Local evolution trend

Based on the improved BSTHM, the paper achieves a more detailed estimation of the local evolution trend, including the first and second order trend. The former, denoted by b1i in equation (10), is equivalent to the growth rate in physics, whereas the latter, denoted by b2i in equation (10), is equivalent to acceleration and measuring the change of the former. b1i > 0 (b1i < 0) indicates that the province i belongs to the area with strong (weak) ageing growth rate, with the ageing growth rate being stronger (weaker) than the national general growth rate. Different combinations of b1i and b2i mean different local evolutionary characteristics: b1i > 0 and b2i > 0 means that province i’s ageing has a strong increase trend and the strong increase will become stronger; b1i > 0 and b2i < 0 indicates that province i’s ageing has a strong increase trend but the strong increase will become not strong; b1i < 0 and b2i > 0 means that the ageing in province i was weak, but the weak increase will transform into strong growth; b1i < 0 and b2i < 0 mean that the ageing in province i has a weak growth trend and the weak growth will become weaker.

Based on the comprehensive consideration of the common spatial effect, overall time effect and the time-space interaction effect, this paper estimates the local evolution trend of ageing in 31 Chinese provinces in three stages, and for the first time estimates the change in aging growth within each province, thereby providing a detailed description of the spatial and temporal evolution of ageing in mainland China. Figure 5 is a graphical representation of the local evolution characteristics of ageing in 31 provinces in mainland China in the three phases of 1992–1999, 2000–2009 and 2010–2015.

Fig. 5
figure 5

Local ageing rate trends from1992–1999 (a), 2000–2009 (b) and 2010–2015 (c), the posterior medians of the parameters, b1i, b2i, estimated using the developed Bayesian space-time model. (Map generated with ArcGIS 10.3 by authors)

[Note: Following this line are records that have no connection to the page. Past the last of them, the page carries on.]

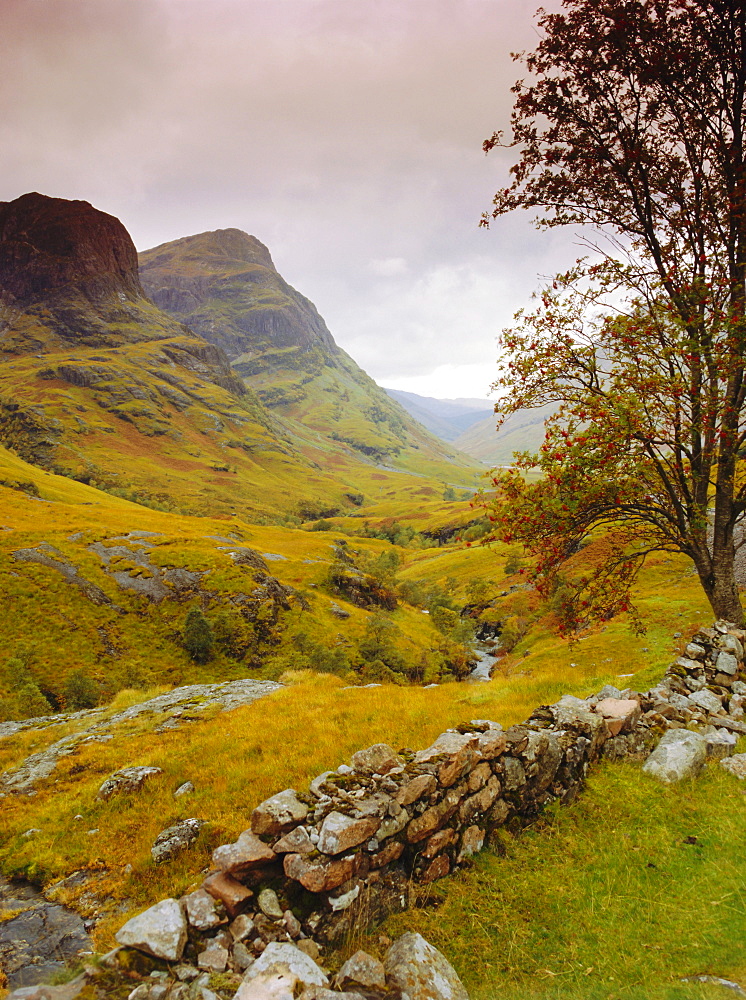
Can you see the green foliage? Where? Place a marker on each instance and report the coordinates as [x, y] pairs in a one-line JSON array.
[[632, 121], [197, 636], [80, 691]]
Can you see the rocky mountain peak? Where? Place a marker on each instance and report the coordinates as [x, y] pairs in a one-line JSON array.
[[222, 244], [50, 244]]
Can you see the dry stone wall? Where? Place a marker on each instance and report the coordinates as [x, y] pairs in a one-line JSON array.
[[313, 864]]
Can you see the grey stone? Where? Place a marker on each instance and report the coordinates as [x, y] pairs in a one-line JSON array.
[[727, 663], [202, 912], [175, 839], [280, 957], [279, 813], [680, 754], [361, 969], [160, 931], [269, 904], [128, 779], [735, 765], [420, 971], [707, 700], [378, 759]]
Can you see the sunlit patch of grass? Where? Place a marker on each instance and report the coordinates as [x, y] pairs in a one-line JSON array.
[[618, 896]]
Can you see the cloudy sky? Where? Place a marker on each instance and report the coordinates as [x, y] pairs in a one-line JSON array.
[[344, 134]]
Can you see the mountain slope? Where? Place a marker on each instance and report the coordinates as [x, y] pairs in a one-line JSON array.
[[448, 418], [522, 431], [225, 286], [98, 383]]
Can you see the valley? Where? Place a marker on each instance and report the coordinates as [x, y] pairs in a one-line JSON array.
[[198, 487]]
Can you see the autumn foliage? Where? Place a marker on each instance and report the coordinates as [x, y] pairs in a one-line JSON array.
[[632, 127]]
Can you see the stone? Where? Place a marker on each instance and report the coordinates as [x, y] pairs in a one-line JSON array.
[[269, 904], [292, 924], [727, 663], [232, 894], [480, 802], [418, 788], [720, 744], [451, 755], [241, 956], [282, 957], [175, 839], [127, 779], [472, 842], [731, 644], [279, 813], [438, 868], [434, 818], [514, 774], [213, 959], [390, 853], [242, 927], [479, 777], [438, 842], [361, 969], [295, 842], [414, 967], [201, 911], [680, 754], [248, 853], [160, 931], [735, 765], [339, 833], [378, 759], [275, 985], [320, 876], [707, 700], [621, 714]]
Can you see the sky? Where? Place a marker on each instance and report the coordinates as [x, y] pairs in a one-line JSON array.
[[346, 135]]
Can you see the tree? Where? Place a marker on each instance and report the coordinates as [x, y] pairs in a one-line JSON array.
[[633, 128]]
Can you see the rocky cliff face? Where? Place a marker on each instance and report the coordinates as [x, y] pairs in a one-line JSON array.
[[51, 245], [225, 286]]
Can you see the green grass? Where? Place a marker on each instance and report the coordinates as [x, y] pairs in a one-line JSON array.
[[605, 900]]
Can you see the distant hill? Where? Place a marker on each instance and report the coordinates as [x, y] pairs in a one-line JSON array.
[[448, 418], [225, 287], [522, 431]]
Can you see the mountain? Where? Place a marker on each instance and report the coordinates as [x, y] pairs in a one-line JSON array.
[[448, 418], [225, 286], [522, 431], [97, 383]]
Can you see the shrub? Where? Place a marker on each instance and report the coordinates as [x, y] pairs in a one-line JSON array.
[[198, 638]]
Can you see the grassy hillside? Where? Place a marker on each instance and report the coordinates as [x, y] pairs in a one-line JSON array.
[[522, 431], [225, 286]]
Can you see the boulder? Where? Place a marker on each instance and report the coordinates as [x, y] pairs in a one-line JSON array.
[[679, 754], [128, 779], [281, 958], [378, 759], [248, 853], [361, 969], [278, 814], [232, 894], [201, 911], [621, 714], [735, 765], [175, 839], [707, 700], [339, 832], [420, 971], [160, 931]]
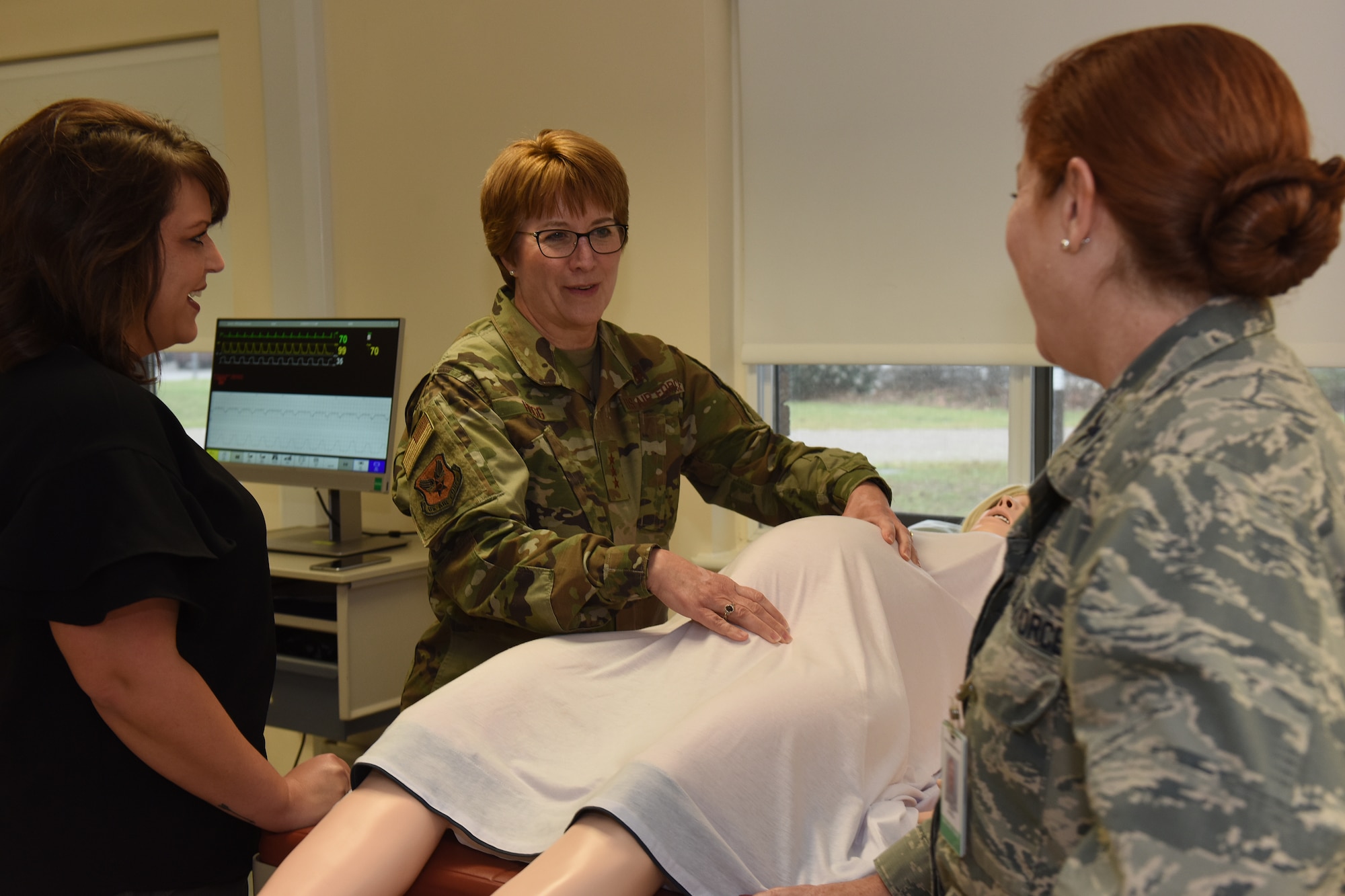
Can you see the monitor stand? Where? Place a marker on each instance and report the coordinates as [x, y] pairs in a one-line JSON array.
[[341, 538]]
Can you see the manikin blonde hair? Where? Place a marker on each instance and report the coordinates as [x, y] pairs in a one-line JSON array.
[[991, 502]]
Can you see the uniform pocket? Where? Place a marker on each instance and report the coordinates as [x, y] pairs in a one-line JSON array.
[[661, 467]]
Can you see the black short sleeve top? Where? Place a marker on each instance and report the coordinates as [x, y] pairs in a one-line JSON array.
[[106, 501]]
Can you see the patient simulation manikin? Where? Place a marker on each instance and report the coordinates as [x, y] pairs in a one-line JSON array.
[[738, 766]]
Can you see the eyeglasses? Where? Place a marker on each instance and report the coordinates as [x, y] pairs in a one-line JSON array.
[[560, 244]]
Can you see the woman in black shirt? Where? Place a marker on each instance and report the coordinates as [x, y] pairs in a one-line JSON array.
[[137, 630]]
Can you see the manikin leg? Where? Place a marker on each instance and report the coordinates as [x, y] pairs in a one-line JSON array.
[[379, 838], [595, 856], [373, 842]]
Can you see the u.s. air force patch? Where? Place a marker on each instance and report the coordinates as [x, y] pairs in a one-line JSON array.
[[439, 486]]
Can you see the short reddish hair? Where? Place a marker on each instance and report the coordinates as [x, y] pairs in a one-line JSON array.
[[536, 178], [1200, 150]]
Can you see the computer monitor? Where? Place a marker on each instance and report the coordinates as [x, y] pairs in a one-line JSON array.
[[309, 403]]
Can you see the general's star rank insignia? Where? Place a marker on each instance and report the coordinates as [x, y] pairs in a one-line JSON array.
[[439, 486]]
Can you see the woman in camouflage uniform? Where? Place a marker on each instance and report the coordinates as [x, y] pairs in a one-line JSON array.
[[1156, 692], [545, 450]]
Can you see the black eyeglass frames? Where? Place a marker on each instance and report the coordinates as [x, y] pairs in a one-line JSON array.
[[562, 244]]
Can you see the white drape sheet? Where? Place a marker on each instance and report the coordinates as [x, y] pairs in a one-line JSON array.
[[739, 766]]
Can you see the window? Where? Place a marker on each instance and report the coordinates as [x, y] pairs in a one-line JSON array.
[[939, 435], [1071, 399]]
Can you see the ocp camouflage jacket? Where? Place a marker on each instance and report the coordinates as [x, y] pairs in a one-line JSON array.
[[541, 505], [1157, 696]]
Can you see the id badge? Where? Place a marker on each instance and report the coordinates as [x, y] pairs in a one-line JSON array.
[[953, 805]]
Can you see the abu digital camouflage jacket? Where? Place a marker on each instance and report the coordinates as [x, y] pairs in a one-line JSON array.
[[540, 505], [1156, 701]]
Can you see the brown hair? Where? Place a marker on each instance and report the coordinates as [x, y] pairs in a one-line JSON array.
[[535, 178], [84, 189], [1199, 149]]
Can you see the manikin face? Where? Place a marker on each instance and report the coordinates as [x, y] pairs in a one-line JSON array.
[[564, 298], [1001, 516], [189, 255]]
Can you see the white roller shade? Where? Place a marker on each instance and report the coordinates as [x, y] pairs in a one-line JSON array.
[[879, 147]]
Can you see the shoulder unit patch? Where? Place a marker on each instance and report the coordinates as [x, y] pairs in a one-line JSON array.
[[439, 485]]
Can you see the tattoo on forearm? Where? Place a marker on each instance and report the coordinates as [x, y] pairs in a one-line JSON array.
[[225, 806]]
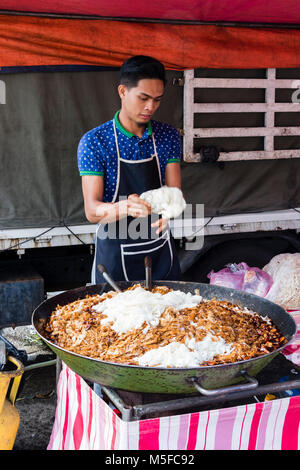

From 1992 to 1999, the areas of vigorous increasing ageing in mainland China were mainly distributed in the eastern and southern regions. Among them, six provinces (the middle-eastern coastal areas including Shandong, Jiangsu and Fujian and the southwestern provinces including Chongqing, Yunnan and Guangxi) had ageing that showed a tendency to surpass the overall growth rate, while the growth rate of ageing in 7 provinces (Guizhou, Hunan, Guangdong, Jiangxi, Anhui, Zhejiang and Shanghai) was higher than the overall average, although the growth rate was diminishing and approaching the overall trend. Both central and western provinces belong to the weak growth areas, especially in central China, including Hebei, Shanxi, Henan and Hubei, but also in western regions such as Xinjiang and Tibet. In these regions, not only was the ageing growth rate below the overall average, but also the gap was widening.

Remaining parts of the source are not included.